The system, called Yalm, was trained at 1.7 TB of text data that had been scraped from the internet and 800 Nvidia A100 GPUs needed for computing power. Interesting that the code was published under the Apache 2.0 license, which means that the model can be used for research and commercial purposes.
Academics and developers are taken with attempts to replicate large language models and make open source. These systems are a challenge to build, and usually only large technology companies have the resources and expertise to develop them. They are often patented and without access they are difficult to study.
“We really believe that global technological progress is only possible through collaboration,” a Yandex spokesperson told The register† “Large technology companies owe a lot to the open results of researchers. In recent years, advanced NLP technologies, including large language models, have become inaccessible to the scientific community because the resources for training are only available to large technology.”
“Researchers and developers around the world need access to these solutions. Without new research, growth will decrease.
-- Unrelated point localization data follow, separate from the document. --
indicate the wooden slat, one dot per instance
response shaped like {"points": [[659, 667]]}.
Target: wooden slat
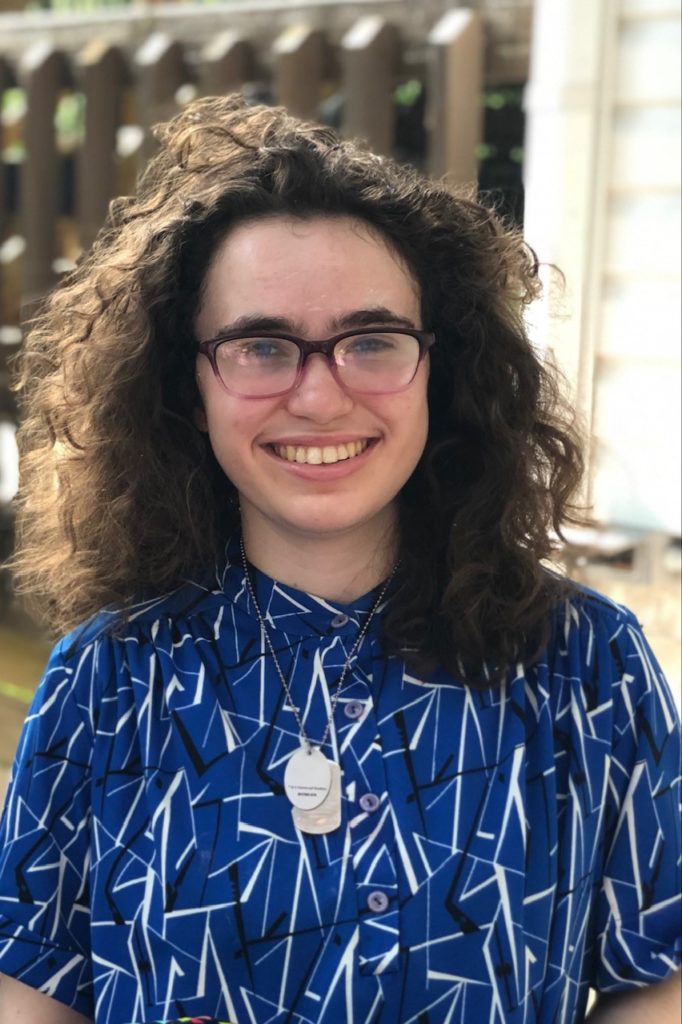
{"points": [[160, 72], [224, 65], [456, 83], [370, 55], [6, 81], [101, 72], [44, 73], [299, 54]]}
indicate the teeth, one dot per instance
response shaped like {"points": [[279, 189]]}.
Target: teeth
{"points": [[315, 456]]}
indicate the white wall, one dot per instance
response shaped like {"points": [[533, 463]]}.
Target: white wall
{"points": [[603, 173]]}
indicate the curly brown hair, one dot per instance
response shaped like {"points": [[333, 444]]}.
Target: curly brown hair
{"points": [[121, 496]]}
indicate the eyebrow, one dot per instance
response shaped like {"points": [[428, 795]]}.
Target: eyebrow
{"points": [[372, 316]]}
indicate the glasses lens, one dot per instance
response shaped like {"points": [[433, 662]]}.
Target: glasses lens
{"points": [[376, 363], [253, 367]]}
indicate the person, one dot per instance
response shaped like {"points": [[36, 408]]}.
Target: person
{"points": [[327, 737]]}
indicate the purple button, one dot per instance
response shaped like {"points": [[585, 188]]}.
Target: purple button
{"points": [[377, 901], [353, 709], [369, 802]]}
The only way to prevent this is to share best practices with the community. By sharing our language model, we support the pace from the development of global NLP. “
Instagram will use AI to verify the age of users
The parent company of Instagram, Meta, test new methods to verify that users are 18 years or older, including the use of AI to analyze photos.
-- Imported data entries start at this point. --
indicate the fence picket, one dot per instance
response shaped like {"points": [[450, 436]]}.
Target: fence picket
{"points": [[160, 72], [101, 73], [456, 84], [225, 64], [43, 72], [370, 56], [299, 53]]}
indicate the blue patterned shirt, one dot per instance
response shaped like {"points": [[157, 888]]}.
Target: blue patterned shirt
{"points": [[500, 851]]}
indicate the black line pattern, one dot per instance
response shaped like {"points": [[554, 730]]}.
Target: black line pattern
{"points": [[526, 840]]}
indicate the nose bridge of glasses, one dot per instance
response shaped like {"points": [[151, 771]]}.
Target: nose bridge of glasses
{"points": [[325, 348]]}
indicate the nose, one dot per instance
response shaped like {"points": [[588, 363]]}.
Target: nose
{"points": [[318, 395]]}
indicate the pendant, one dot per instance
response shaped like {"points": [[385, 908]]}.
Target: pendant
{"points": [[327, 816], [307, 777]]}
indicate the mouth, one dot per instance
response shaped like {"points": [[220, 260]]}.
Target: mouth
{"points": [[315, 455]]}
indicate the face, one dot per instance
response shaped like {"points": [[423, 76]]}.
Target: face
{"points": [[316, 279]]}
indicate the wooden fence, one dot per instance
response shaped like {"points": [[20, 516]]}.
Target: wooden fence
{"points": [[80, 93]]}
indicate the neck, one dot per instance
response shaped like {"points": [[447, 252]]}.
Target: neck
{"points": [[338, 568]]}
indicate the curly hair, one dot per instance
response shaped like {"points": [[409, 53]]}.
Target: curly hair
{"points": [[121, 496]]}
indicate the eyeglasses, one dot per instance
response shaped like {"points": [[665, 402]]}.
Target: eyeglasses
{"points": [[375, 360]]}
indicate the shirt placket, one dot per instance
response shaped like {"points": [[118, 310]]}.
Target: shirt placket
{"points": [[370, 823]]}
Research and anecdotal evidence have shown that the use of social media can be harmful to children and young teenagers. Users on Instagram give up their date of birth to confirm that they are old enough to use the app. You must be at least 13 and there are more restrictions for people under 18.
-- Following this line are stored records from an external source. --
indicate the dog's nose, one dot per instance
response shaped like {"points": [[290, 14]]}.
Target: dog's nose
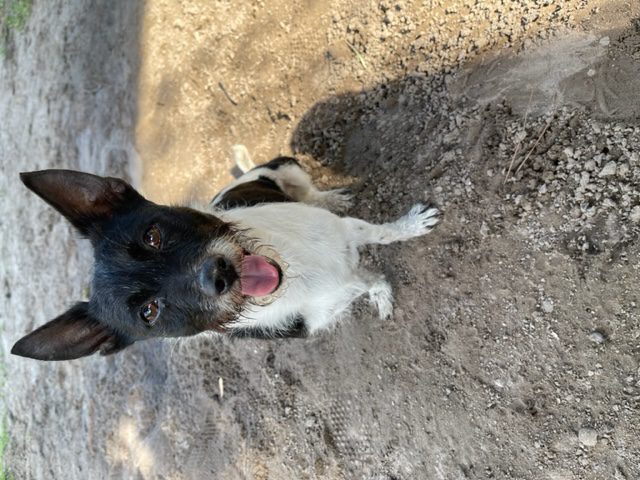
{"points": [[217, 275]]}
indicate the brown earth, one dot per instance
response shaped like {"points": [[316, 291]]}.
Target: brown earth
{"points": [[513, 352]]}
Now parent company Meta tries three different ways to verify that someone is older than 18 when they change their date of birth.
“If someone tries to edit their date of birth on Instagram from under the age of 18 to 18 years or older, we ask him to verify his age with one of the following three options: upload his identity certificate, make a video selfie or ask common friends for theirs to verify age, “the company announced this week.
Meta said it collaborated with Yoti, a platform for digital identity, to analyze the ages of people. Images of Video-selfie are carefully examined by Yoti’s software to predict someone’s age. Meta said Yoti to use a “data set on anonymous images of different people from all over the world”.
GPT-4Chan was a bad idea, say researchers
Hundreds of academics have signed a letter in which they condemn GPT-4ChanThe AI-language model trained on more than 130 million messages on the notorious toxic internet shot 4chan.
“Large language models, and more in general basic models, are powerful technologies that entail a potential risk of considerable damage,” the letter, under the leadership of two professors at Stanford University, started. “Unfortunately, we, the AI community, currently have no community standards regarding their responsible development and commitment. Nevertheless, it is essential for members of the AI community to condemn clearly irresponsible practices.”
These types of systems are trained on large quantities of text and learn to simulate the data. Feed GPT-4CHAN which looks like a conversation between Netizens, and it will continue to add more fake tubes to the mix. 4chan is notorious because of the relaxed rules for moderation content – users are anonymous and can post everything as long as it is not illegal. It is not surprising that GPT-4Chan also started spewing text with similar levels of toxicity and content. When it was released at 4chan, some users were not sure if it was a bone or not.
Now experts De Maker, YouTuber Yannic Kilcher, have criticized for the irresponsible use of the model. “It is possible to come up with a reasonable argument for training a language model on poisonous speech – for example to detect and understand toxicity on the internet, or for general analysis. The decision of Kilcher to use this bone is sufficient, however Not in any test of reasonableness his actions earn censorship. He undermines the responsible practice of AI science, “concluded the letter.